Not to be overlooked are the city’s scenic views. The publisher notes that “Youngstown
is a pleasant city to look upon,” and provides vistas of the Mahoning River, the fountain at
Central Square, and the shaded walks and flowering shrubs of Oak Hill Cemetery.
Youngstown Illustrated shows the city as a rising industrial hub. The publisher, H. R.
Page and Co. of Chicago, had similar publications for other Midwestern cities and counties. It
documents Youngstown in the late-19 th century, capturing the time just before steel
overshadowed iron and the city truly became a metropolis.
Tod Family Treasures: 19th Century Heirlooms
This new exhibit explores the Tod family legacy through their decorative arts. Family portraits, china, silver, and more will give insight into the daily lives of the Tods living in Youngstown during the 19th Century. Some pieces were gifted to David Tod during his service as U.S. Ambassador to Brazil, while others were purchased by the family.
A Tod bedroom suite recently traveled from Minnesota to make its way back to the Mahoning Valley. The Tods purchased the suite – an ornately carved walnut bed and marble-topped dressing table – from A. S. Herenden Co., a Cleveland furniture maker, sometime in the 1870s-1880s. After being used by the Tods, the suite was given to Anna Morgan King, a local friend of the family. Mrs. King passed the suite down to her niece, Anna May Morgan Curry, who subsequently passed it to her grandson, Charles P. Curry, in the late 1970s.
Tailor Made: Local Clothing and Accessories
The clothing and accessories in the exhibit reflect the talent of many local men and women. Whether tailor made for downtown Youngstown’s shops or wealthy clients, or hand-sewn for family and friends, these pieces beautifully reflect the styles of their time. The exhibit includes pieces from the 19th and 20th centuries, from simple cotton bonnets, to extravagantly beaded evening dresses.
Anne Kilcawley Christman Decorative Arts Gallery
Mid Century Modern in the Mahoning Valley
This exhibit explores the design period from the late 1940’s through the 1960’s when designers embraced technological advancements and natural forms using bold colors and streamlined edges. The exhibit highlights the 1948 Youngstown Kitchens set, pieces from the Plakie Toy company and more.
The Story of My House: Arts & Crafts Design at Greystone
This exhibit explores Greystone’s design, from conception to realization. With sketches drawn by Olive Arms, photographs of original room designs, and never before seen furniture and decorative objects, the exhibit demonstrates the Arts and Crafts influences in the Arms family home.
B.F. Wirt was a Youngstown lawyer and businessman, and served as an Ohio state senator for four years beginning in 1889. An avid traveler, Wirt amassed a unique collection of rare ancient artifacts, artwork, Asian decorative arts, as well as books, autographs and manuscripts.
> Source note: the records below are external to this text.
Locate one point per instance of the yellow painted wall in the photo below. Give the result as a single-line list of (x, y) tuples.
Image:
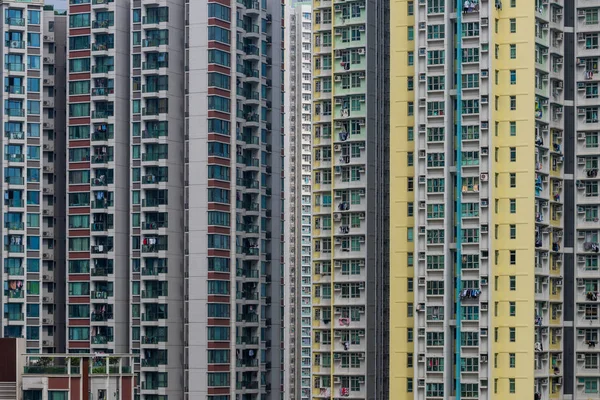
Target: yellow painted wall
[(399, 199), (502, 141)]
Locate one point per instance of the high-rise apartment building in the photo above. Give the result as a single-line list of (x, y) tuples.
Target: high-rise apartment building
[(175, 193), (300, 200), (581, 277), (234, 250), (349, 190), (98, 189), (486, 199), (31, 135)]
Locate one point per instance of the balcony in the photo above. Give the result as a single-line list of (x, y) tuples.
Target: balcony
[(102, 271), (151, 179), (14, 316), (15, 135), (102, 136), (154, 111), (247, 317), (247, 340), (14, 157), (101, 316), (153, 316), (102, 339), (101, 158), (14, 248), (154, 88), (155, 42), (152, 340), (14, 21), (100, 294), (14, 112), (153, 294), (247, 296), (154, 271), (155, 133), (11, 89), (102, 91), (15, 44), (100, 249), (102, 69), (101, 226), (148, 65), (154, 248), (18, 271), (154, 202), (102, 24), (154, 225), (247, 363), (154, 156), (102, 46), (14, 225), (15, 293), (102, 114), (102, 204)]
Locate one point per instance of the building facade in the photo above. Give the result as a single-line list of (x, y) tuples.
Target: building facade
[(300, 198), (234, 250), (482, 202), (349, 257), (32, 129), (63, 376), (153, 186)]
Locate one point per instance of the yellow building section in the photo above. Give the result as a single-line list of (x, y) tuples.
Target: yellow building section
[(402, 331), (512, 325)]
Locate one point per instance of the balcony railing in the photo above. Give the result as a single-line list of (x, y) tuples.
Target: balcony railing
[(102, 91), (155, 42), (14, 89), (15, 135), (101, 317), (102, 24), (14, 112), (155, 65), (102, 46), (155, 133), (102, 69), (15, 21), (14, 180), (153, 271)]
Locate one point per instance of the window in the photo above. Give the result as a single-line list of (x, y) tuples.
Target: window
[(216, 10), (219, 57), (79, 333), (591, 16), (513, 128), (79, 20), (219, 34), (56, 395), (591, 41)]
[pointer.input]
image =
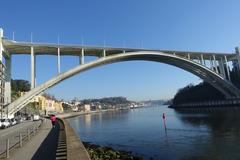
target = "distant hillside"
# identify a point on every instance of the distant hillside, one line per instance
(203, 91)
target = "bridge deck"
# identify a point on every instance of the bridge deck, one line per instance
(14, 47)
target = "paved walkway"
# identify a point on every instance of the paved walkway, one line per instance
(12, 133)
(41, 146)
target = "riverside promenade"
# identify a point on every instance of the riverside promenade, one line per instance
(49, 143)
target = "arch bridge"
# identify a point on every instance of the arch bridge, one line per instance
(211, 67)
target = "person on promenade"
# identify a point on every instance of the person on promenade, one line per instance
(53, 120)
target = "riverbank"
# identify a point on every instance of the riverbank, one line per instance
(206, 104)
(97, 152)
(75, 114)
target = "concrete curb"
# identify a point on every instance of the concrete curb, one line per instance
(75, 147)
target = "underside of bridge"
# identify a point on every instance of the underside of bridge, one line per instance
(195, 68)
(215, 71)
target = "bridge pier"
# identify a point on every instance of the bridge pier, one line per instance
(59, 61)
(237, 50)
(7, 92)
(104, 53)
(81, 57)
(202, 59)
(211, 64)
(215, 64)
(221, 68)
(228, 72)
(33, 68)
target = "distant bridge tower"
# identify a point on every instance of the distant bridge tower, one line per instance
(5, 74)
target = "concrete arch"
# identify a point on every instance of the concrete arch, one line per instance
(197, 69)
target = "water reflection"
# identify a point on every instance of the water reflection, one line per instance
(198, 134)
(223, 132)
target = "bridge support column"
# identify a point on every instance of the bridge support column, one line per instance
(7, 92)
(238, 57)
(211, 63)
(215, 64)
(202, 60)
(221, 68)
(104, 53)
(59, 61)
(81, 58)
(1, 45)
(228, 72)
(33, 68)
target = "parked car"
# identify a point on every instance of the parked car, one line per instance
(13, 121)
(5, 123)
(36, 117)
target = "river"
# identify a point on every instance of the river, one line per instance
(213, 134)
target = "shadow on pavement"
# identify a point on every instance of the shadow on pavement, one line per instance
(47, 149)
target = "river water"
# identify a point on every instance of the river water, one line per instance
(213, 134)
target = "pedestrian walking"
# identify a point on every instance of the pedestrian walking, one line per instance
(53, 120)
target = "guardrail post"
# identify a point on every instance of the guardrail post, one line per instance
(28, 134)
(7, 148)
(20, 140)
(34, 130)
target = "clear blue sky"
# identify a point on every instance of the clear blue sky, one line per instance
(198, 25)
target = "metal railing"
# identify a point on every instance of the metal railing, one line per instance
(17, 139)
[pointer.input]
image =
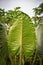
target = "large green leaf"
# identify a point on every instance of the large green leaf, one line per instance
(22, 34)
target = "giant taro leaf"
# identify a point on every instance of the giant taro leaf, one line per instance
(22, 34)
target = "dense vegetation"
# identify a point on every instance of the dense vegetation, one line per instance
(17, 37)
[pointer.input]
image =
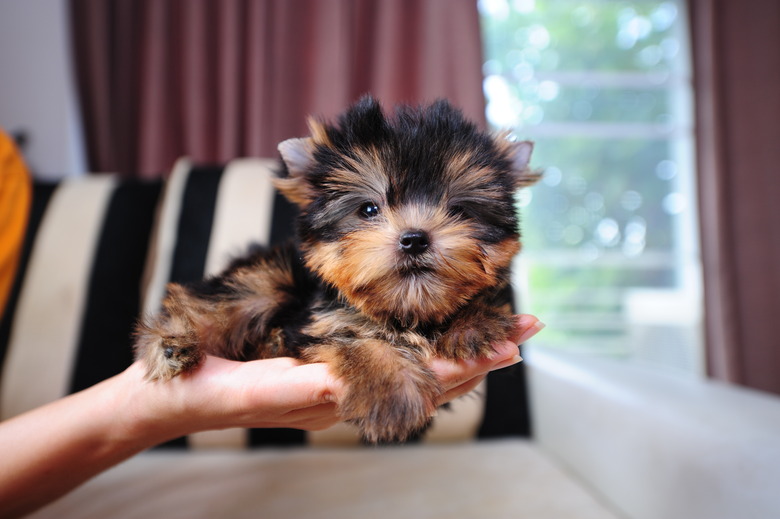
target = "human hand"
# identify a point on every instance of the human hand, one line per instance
(282, 392)
(459, 377)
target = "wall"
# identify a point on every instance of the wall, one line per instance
(37, 90)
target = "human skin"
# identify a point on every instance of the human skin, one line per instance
(53, 449)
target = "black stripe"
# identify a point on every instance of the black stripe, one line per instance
(113, 295)
(283, 220)
(41, 195)
(276, 437)
(506, 405)
(195, 221)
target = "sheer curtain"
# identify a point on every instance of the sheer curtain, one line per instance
(737, 80)
(216, 80)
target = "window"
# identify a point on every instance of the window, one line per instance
(610, 259)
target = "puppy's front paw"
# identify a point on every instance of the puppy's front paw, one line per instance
(167, 356)
(393, 412)
(472, 334)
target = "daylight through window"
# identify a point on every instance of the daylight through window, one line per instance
(611, 258)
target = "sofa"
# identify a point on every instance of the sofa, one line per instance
(558, 436)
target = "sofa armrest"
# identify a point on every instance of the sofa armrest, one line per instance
(657, 445)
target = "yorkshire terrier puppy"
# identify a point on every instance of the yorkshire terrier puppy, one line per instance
(406, 232)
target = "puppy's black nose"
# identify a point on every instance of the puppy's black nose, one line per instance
(414, 242)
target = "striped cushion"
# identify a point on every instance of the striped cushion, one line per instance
(99, 251)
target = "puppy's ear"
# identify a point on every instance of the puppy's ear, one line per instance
(298, 157)
(519, 153)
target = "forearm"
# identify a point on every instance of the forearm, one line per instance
(51, 450)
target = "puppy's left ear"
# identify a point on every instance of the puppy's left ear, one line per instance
(519, 152)
(298, 157)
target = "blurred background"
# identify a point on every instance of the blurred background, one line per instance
(651, 238)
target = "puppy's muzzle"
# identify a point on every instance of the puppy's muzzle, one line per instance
(414, 242)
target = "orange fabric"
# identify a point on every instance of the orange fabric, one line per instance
(15, 198)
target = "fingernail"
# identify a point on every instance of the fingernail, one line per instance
(509, 362)
(537, 327)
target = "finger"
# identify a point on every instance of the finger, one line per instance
(526, 326)
(462, 389)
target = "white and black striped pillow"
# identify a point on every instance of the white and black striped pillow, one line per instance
(100, 252)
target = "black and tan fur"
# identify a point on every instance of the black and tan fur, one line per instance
(406, 232)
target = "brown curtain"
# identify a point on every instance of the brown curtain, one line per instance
(218, 79)
(737, 78)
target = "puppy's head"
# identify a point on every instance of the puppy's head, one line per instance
(408, 216)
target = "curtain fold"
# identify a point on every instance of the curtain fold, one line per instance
(215, 80)
(736, 51)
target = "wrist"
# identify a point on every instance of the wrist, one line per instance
(146, 412)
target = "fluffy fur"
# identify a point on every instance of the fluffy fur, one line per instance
(406, 232)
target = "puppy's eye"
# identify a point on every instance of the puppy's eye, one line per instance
(369, 210)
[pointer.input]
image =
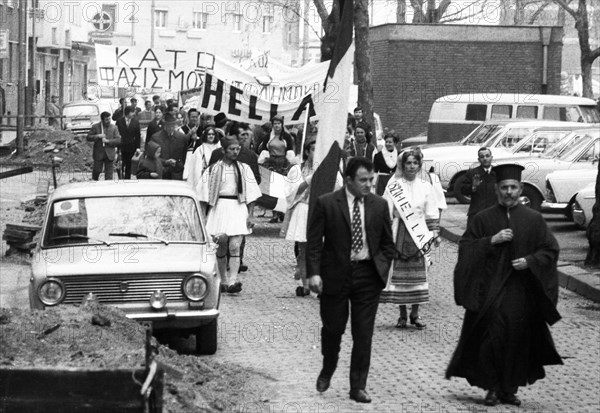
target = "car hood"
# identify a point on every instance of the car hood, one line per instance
(124, 258)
He intended to develop a museum for his collection, however that never came to fruition and the collection is now under the care of the Mahoning Valley Historical Society. Visitors will see a variety of items including famous autographs, artifacts from the War of 1812, a Persian (Iranian) perfume bottle, Chinese embroidery and a Native American basket.
The Hands-On-History Room has again been transformed into an interactive North Pole experience. Guests of all ages are welcome to explore Santa’s office and take pictures in his sleigh. For even more holiday spirit, guests can use try-on Elf, Santa, and Toy Soldier costumes to add a festive layer to their photographs. Activity tables offer the chance to get crafty with ornaments, greeting cards, and other holiday pieces with a little something for everyone to enjoy. The space is complete with Christmas cartoons, music, a Santa exhibit, and even an hourly North Pole Elf News Network broadcast.